Having a permanent job with a field project is a dream. Someone, however, has to be in Mission Control, and this can mean not being able to go to the field. This summer, that’s me. And the FOMO (fear of missing out) is intense, both for this project and my previous project, Poggio Civitate.
Summer of 2014 was the first year I had not traveled to Europe at all since 2000. I started work with Poggio Civitate (near Siena, Italy) in 2001 and returned every summer for two months (2006 and 2008 were exceptions due to things like taking German and having a real job), but I was able to cobble together other trips. Summer 2014 was the first year I’d relinquished control over cataloguing, documentation, and managing the lab at PC, and I had not trained a replacement. I did not anticipate how emotional this would be, and I cried. A lot. And I’m not ashamed to admit it. As difficult, frustrating, and demoralizing as field work can be, it is a part of who I am, and sitting in an office knowing my friends and colleagues were digging away without me was brutal. And of course, they made some major new discoveries after the previous two years of slogging through what seemed like it might have been a bridge to nowhere full of amorphous terracottas and slag.

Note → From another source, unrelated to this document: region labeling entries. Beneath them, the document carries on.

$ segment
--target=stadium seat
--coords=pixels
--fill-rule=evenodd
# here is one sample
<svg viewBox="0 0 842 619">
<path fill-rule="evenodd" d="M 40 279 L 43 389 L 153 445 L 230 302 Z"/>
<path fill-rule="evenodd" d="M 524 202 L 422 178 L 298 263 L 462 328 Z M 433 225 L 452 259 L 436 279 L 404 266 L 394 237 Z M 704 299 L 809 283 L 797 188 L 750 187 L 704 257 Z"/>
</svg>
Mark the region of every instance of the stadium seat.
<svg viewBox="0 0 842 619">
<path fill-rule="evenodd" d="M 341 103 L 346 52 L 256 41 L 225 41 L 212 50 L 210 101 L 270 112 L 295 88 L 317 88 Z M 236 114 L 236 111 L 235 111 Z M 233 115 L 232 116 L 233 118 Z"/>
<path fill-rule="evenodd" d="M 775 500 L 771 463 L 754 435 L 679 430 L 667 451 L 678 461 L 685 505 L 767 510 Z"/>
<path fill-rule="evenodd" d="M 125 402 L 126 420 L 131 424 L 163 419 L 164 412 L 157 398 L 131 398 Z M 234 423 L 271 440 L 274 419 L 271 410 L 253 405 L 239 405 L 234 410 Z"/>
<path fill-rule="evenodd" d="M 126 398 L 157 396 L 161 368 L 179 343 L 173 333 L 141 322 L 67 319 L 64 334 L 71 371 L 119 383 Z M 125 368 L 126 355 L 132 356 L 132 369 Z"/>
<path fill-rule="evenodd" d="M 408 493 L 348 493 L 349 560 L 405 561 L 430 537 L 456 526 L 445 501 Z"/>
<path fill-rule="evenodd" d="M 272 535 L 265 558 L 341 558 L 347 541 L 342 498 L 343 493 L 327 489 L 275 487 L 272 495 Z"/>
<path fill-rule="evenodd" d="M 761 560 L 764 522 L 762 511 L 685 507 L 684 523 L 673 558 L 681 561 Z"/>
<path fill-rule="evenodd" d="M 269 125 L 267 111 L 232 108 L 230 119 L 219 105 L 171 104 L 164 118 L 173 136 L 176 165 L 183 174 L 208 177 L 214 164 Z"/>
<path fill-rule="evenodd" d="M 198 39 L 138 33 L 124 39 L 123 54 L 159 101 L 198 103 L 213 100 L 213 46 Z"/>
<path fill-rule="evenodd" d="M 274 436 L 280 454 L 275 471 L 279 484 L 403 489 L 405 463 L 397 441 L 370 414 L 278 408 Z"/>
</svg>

Similarly, I had Sardis FOMO with which to contend. I’d never been to Turkey before, and because I began my job in March of 2014, I was too late to get on the excavation permit. I spent that summer, often alone, in an office in Somerville, MA, looking at photos and plans of things I’d never seen in person, all while fielding data questions and requests from the team in Turkey.
Last year I had the privilege of visiting both Poggio Civitate and Sardis for two weeks, and I was so, so happy. I didn’t care that I wasn’t there for the full season on either end. The opportunity to check in with all my colleagues and see the new discoveries in Italy, then to finally see Sardis, its storerooms, its monuments, and its dirt put me over the moon. I was connected again to what I love, and it made all the difference.
This summer, due to heavy publication loads, a retiring co-worker, and flat-out too many folks on the compound in Turkey (that’s what happens when Ankara sends 800 skeletons excavated in the 1960s back and you have to get a forensic anthropology team to process them), I’m in Somerville for the duration. And now that I’ve been to Sardis and met more of the people, the FOMO is renewed. And then some. The silver lining, however, is that I will be traveling to Italy in August for Poggio Civitate’s 50th excavation year anniversary celebrations. My favorite people, both ancient and modern, as well as my favorite dirt are only two months away.
So it’s wrangling data, FTP-ing site plans, getting all the info I can out of my retiring colleague, and requesting puppy photos for the time being. I know I’ll be in the field again soon enough.